WonderingAspie · 14/03/2016 21:52

I'm the opposite. I can picture things very clearly. I just done that test and found I am hyperphantasia. I wouldn't be able to think in words at all.

blueemerald · 14/03/2016 22:07

Another one here! I've known since I was quite young; the thing that made my parents and I look it up was my utter perplexity at the idea of counting sheep to go to sleep. I just had no idea how to do it whatsoever. Also those memory tricks where you assign a character to each card in a deck (for example) and then run the story in your head to remember. Hopeless.

I also read early and read very quickly! I cannot give directions as I can't visualise the route.

voodoolooloo · 14/03/2016 22:22

It's so interesting to find I'm not a complete weirdo like I've always thought!
I have no problems with people or faces. In fact I'm really really good at knowing I 'know' someone from somewhere. I've done a test and come out as almost as 'super recogniser' which seems at odds with the other stuff?
So, people who 'see' pictures in their minds..it's like an actual picture? I find it really strange to imagine that. Surely it takes ages to read a book when you have to picture everything? I have another odd thing as well. If I'm signing a song in my head or out loud. As soon as I hear another song or someone humming something different I instantly forget what I've been singing and can't remember it when questioned. Again like my brain knows but doesn't process.
Love this thread!

voodoolooloo · 14/03/2016 22:25

Oh and one more different thing at odds with some others. I have a fantastic imagination. I just can't see what I'm thinking about its all words but I don't see the words.
In fact that makes no sense but I guess I know what I mean!

HopeClearwater · 14/03/2016 22:48

What about dreams for people who don't form mental images - what are they like?

voodoolooloo · 14/03/2016 22:51

I have vivid dreams. Maybe I'm just really strange.
I wonder though if I just have a rubbish memory and minds eye but I dream about people because I'm good at recognising people?
I wonder what other will say about dreams?

DustyMaiden · 14/03/2016 22:52

My DM is like that and no dreams that she remembers.

I always thought she was strange. When buying things for the home I will know exactly what I want and how it will look, she looks at me as if I have a super power.

JenEric · 14/03/2016 22:54

DH has it.
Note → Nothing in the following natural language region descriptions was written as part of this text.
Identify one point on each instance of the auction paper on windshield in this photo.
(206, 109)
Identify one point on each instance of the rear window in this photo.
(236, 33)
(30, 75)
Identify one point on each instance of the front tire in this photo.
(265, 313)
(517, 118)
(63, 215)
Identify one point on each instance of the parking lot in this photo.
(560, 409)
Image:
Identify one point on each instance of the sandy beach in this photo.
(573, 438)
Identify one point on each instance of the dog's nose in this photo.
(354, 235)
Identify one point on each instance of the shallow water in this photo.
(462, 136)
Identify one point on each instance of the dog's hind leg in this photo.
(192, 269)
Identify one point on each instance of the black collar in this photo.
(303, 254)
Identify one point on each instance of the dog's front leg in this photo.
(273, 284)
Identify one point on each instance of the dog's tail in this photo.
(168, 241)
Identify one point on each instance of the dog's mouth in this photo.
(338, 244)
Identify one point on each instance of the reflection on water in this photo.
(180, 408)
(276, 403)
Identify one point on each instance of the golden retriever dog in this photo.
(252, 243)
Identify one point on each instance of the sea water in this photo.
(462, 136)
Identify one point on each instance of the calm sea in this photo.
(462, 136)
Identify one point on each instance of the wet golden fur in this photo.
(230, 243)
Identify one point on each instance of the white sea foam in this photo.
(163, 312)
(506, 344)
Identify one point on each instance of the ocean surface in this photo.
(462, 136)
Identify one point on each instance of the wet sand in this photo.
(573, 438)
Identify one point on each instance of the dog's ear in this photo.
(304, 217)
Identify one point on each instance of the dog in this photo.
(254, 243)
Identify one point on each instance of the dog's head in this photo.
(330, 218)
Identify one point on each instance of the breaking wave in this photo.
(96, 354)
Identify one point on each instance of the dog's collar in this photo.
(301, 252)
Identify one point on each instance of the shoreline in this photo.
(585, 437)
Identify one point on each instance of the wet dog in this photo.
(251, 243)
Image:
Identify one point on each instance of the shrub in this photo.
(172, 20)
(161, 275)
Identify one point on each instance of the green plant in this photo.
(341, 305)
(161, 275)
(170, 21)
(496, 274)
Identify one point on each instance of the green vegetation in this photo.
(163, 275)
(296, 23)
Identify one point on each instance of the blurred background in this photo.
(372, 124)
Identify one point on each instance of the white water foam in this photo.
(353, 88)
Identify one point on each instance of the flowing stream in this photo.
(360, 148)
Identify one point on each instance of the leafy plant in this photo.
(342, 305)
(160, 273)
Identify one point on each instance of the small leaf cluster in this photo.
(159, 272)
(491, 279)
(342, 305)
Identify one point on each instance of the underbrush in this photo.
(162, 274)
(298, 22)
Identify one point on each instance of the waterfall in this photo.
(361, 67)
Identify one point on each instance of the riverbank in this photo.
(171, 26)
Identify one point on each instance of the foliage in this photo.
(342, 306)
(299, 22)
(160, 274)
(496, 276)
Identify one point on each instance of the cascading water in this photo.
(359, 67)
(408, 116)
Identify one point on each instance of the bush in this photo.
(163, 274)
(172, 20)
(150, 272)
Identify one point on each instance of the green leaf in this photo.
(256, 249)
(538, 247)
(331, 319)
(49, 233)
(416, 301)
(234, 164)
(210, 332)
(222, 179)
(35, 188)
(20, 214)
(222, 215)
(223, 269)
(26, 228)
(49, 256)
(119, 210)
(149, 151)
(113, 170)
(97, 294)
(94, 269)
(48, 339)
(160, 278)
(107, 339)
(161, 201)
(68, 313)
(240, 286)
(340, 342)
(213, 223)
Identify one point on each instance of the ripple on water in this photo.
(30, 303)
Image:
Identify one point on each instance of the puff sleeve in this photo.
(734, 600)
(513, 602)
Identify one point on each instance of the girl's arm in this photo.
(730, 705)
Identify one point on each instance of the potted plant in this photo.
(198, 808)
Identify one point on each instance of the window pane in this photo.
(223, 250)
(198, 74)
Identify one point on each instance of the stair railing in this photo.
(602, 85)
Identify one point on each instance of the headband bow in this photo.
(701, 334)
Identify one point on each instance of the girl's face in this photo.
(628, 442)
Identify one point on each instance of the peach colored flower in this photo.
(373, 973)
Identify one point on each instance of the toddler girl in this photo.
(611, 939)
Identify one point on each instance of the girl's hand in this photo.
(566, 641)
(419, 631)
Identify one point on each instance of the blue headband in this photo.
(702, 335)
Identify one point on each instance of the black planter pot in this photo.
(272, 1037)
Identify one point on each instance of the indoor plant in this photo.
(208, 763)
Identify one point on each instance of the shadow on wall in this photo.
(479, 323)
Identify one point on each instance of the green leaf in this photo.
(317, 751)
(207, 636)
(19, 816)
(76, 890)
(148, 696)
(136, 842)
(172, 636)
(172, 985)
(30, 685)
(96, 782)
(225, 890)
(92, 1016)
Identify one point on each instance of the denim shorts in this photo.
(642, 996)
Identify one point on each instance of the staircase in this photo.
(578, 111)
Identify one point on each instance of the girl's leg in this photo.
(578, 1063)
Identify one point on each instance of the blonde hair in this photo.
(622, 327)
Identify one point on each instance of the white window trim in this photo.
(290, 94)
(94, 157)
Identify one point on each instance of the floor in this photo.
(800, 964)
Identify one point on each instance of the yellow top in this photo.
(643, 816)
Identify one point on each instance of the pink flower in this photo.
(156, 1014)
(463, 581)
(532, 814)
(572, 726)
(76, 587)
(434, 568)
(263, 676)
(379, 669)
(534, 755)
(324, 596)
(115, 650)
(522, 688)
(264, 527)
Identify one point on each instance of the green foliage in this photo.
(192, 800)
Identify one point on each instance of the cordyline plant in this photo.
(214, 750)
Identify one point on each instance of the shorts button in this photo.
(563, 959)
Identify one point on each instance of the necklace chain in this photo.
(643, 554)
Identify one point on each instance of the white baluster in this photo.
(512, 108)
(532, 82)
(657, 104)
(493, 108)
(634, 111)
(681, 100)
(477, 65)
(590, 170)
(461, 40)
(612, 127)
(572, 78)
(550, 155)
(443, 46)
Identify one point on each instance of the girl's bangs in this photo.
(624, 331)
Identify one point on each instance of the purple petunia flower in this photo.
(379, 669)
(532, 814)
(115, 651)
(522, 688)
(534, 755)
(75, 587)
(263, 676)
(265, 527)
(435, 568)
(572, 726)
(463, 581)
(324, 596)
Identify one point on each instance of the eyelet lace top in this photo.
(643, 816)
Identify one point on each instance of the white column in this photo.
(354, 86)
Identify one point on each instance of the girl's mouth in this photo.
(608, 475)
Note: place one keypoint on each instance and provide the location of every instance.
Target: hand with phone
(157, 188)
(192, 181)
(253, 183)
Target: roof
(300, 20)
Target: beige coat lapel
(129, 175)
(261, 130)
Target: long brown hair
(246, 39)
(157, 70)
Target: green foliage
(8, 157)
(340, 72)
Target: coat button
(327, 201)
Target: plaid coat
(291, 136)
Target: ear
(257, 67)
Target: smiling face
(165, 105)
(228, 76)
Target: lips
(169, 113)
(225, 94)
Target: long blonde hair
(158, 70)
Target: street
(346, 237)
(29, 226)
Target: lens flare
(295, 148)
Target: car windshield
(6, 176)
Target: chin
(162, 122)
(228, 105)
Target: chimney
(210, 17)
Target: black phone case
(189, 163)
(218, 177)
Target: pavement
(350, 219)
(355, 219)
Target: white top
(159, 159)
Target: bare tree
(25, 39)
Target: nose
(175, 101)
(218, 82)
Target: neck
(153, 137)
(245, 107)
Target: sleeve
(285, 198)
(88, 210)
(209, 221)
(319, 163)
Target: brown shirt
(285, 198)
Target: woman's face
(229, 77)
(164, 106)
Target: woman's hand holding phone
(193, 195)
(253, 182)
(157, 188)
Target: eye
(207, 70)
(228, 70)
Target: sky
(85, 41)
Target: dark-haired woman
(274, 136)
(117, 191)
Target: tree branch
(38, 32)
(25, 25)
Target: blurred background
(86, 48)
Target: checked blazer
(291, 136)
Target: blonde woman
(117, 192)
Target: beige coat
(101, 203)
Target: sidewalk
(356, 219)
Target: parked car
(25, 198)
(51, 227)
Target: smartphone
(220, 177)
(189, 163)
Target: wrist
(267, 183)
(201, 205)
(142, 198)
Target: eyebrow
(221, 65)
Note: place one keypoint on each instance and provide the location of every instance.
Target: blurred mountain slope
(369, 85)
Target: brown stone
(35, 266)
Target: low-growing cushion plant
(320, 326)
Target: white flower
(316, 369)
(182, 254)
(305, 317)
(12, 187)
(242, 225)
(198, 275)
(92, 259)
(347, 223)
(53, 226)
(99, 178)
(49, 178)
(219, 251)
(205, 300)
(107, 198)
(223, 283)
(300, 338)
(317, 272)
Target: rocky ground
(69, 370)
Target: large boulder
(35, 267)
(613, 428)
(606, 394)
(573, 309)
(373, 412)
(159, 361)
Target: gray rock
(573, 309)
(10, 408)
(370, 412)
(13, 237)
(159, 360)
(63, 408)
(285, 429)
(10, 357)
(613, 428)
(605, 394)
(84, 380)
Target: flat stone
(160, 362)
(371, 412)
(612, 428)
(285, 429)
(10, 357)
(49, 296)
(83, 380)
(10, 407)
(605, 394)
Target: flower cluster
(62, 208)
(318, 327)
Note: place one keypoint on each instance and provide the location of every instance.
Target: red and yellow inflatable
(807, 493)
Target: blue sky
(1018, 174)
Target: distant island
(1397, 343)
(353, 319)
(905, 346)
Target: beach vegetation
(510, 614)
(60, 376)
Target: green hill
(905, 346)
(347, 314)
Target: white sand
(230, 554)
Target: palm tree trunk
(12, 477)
He thought it was"normal" until he read the article.

SansaClegane · 14/03/2016 23:06

Another question for those with aphantasia (I just took the test linked below and turns out I've got hyperphantasia) - how do you daydream? If at all? As long as I can remember, I've always made up stories in my head; they're as clear as films to me - settings, actors, everything. I don't think I could even go to sleep without "watching one of my favourites" first...

MetalMidget · 14/03/2016 23:08

Wow, this thread is fascinating! I mentioned it to my husband and he was saying he's the same - he finds it hard to visualise things, is terrible with faces, doesn't get imagery from books, etc. I'm the complete opposite (the test had me as hyperphantasic).